"You have met a mystery face to face," she said in a whisper, which, however, was sufficiently audible. "I did know that man. And I am [{319}] not denying that he sought me, and that he had a right to seek me. But many things have changed since those old days, when, if I had obeyed him, I should have done better than I did. I know what he wants; and Jenifer can give it to him. Here we are at Blagden; think no more of it, Lady Greystock."
No answer was given to Eleanor's words; they met Dr. Blagden on the steps at the door. "You are later than usual--all right?" "All quite right," said Eleanor. "The beauty of the night tempted us to come home through Beremouth," said Lady Greystock. "How lovely it would look on such a sweet, peaceful night," said Mrs. Blagden, who now joined them; and then Eleanor took the carriage wraps in her arms up stairs, and Lady Greystock went into the drawing-room, and soon after the whole household--all but Eleanor--were in bed.
Not Eleanor. She opened a box where she kept her letters, and many small objects of value to her, and carefully shutting out the moonlight, and trimming her lamp into brilliancy, she took out letter after letter from Henry Evelyn calling her his beloved one, and his wife; then the letter from Corny Nugent, saying that Henry Evelyn and Horace Erskine were one; and the one thing that Corny Nugent had sent to her as evidence--it seemed to be proof sufficient. It was a part of a letter from Horace to his uncle, Mr. Erskine, which had been flung into a waste-paper basket, and which, having the writer's signature, Corny had kept, and sent to Eleanor. Not, as he said, that he knew the man's handwriting, but that she did; and that, therefore, to her it would have value as proving or disproving his own convictions.
Eleanor had never brought this evidence to the proof. She had laid by Corny's letter, and the inclosure. She had put it all aside with the weight of a great dread on her mind, and "Not yet, not yet," was all she said as she locked away both the assertion and the proof.
But her husband was at Beremouth now. Yes; and on what errand? She knew that too.
Mrs. Brewer had called that morning to see Lady Greystock. Mrs. Brewer had come herself to tell Claudia that Mary would arrive, and that Horace would bring her. She would not trust any one but herself to give that information. She never let go the idea of Horace having behaved in some wrong way to Claudia. She knew Claudia's disposition, her bravery, her determination; and her guesses were very near the truth. "Mother Mary" had those womanly instincts which jump at conclusions; and the truths guessed at through the feelings are truths, and remain truths for ever, though reason has never proved them or investigation explained them.
Then, too, there was her sister's letter, which Mrs. Brewer had sent to Father Daniels. There the passing fancy for Claudia had been spoken of. In that letter the love of money had peeped out, and supplied the motive; but Mrs. Brewer knew very well that Claudia's disposition was not of a sort to have any acquaintance with passing fancies. If she had loved Horace, she had loved with her whole heart; and if she had been deceived in him, her whole heart had suffered, and her whole life been overcast. "Mother Mary" had felt to some purpose; and now, only herself should say to Lady Greystock that he was coming among them again.
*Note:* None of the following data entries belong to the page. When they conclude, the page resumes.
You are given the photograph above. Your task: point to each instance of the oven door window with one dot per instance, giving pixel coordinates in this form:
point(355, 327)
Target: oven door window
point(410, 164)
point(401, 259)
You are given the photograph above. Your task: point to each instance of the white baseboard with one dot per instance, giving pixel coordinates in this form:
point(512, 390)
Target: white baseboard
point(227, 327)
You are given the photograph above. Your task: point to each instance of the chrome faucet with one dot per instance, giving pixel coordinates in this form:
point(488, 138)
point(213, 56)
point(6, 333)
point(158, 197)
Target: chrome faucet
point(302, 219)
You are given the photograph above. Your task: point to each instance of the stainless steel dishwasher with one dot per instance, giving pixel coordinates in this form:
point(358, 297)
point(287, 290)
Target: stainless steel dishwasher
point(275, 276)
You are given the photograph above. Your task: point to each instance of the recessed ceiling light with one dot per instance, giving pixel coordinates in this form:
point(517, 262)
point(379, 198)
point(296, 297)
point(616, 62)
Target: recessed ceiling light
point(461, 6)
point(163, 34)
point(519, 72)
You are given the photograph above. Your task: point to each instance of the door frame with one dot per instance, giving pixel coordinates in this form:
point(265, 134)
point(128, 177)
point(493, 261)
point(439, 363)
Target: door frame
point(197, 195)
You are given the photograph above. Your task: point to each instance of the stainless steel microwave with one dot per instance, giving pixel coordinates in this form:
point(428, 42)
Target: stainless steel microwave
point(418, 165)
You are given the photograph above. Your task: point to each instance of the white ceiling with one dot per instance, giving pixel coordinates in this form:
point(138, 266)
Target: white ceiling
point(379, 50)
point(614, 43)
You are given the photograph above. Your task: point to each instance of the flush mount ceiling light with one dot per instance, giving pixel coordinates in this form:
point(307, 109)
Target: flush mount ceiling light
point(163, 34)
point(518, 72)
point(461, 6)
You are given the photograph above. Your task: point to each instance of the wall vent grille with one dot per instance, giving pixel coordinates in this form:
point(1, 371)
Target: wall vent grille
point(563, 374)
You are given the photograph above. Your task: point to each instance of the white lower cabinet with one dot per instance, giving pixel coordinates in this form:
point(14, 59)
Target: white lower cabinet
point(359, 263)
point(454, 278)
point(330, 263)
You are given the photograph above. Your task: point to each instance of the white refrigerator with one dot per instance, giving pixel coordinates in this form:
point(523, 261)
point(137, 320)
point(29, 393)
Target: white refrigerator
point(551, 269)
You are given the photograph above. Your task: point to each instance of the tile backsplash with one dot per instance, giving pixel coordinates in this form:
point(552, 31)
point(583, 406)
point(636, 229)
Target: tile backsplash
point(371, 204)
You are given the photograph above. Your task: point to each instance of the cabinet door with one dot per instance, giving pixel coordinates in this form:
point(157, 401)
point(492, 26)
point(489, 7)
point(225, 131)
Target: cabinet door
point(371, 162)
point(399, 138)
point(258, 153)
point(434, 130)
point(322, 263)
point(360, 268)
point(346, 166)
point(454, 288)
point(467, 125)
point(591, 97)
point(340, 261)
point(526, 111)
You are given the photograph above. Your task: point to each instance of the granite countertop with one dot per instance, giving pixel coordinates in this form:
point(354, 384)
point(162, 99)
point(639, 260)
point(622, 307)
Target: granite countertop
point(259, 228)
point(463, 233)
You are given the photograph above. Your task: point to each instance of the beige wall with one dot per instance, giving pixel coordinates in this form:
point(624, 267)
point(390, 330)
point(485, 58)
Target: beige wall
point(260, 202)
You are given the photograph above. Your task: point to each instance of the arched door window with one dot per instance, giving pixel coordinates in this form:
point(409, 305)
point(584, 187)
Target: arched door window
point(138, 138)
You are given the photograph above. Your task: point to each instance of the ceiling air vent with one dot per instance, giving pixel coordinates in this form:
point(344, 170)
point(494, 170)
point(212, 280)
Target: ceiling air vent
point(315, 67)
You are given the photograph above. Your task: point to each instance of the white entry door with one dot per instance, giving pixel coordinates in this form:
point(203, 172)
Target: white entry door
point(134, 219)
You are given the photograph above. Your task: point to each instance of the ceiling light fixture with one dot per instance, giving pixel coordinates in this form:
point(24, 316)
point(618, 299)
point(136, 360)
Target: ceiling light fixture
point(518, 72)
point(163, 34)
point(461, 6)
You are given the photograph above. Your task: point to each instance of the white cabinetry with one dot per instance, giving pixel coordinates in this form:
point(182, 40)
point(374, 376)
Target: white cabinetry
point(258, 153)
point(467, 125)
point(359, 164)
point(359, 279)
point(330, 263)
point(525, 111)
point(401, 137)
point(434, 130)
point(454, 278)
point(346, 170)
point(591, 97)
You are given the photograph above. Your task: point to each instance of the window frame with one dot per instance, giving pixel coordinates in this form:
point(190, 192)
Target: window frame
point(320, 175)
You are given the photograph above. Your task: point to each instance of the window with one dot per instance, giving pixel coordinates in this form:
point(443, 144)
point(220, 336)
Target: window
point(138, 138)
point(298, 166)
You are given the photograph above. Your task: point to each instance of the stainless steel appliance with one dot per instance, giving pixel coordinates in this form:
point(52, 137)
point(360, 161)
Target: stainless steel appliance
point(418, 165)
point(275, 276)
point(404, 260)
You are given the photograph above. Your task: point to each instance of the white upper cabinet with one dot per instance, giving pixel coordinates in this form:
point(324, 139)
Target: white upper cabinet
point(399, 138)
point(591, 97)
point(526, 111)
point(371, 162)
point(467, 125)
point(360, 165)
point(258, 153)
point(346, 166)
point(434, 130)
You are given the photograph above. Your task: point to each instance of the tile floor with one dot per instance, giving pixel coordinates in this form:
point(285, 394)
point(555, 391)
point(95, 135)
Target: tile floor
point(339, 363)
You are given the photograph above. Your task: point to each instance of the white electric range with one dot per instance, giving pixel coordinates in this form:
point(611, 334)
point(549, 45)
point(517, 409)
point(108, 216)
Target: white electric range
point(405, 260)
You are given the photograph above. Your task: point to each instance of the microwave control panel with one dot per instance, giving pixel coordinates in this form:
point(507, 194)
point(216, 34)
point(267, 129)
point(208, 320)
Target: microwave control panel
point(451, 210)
She had arrived at Blagden and she had told Claudia everything; what Horace wished as to Mary, and what her sister and Mr. Erskine desired; and she had not hidden her own unwillingness to lose her child, or her own wish that Mary might have married, when she did marry, some one more to her mother's mind, and nearer to her mother's [{320}] house. And it was in remembrance of this conversation that Lady Greystock, when she took Jenifer into the carriage, had said: "If you ever pray for my father, and all he loves, pray now?"
Something of all this had been told by Lady Greystock to Eleanor. And in the time that the aunt and niece had been together that day, Eleanor had said to Jenifer, "He is down at the park wanting to marry Miss Lorimer."
Jenifer's darling--Jenifer's darling's darling; how she loved "Mother Mary," and Lansdowne Lorimer's child, only her own great and good heart knew. What could she do but go to God, and his priest? What human foresight could have prevented this? What human wisdom could set things right? And after all, they did not surely know that Eleanor's husband and Claudia's lover were met in one man, and that man winning the heart of lovely, innocent Mary Lorimer, and pressing marriage on her. But for her prayer, Jenifer used to say, she should have gone out of her mind. Oh, the comfort that grew out of the thought that GOD KNEW! and that her life and all that was in it were given to him. Such a shifting of responsibility--such a supporting sense of his never allowing anything to be in that life that was not, in some way, for his glory--such practical strength, such heart-sustaining power, grew out of Jenifer's prayer that even Eleanor's numbed heart rested on it, and she had learnt to be content to live, from hour to hour, a life of submission and waiting.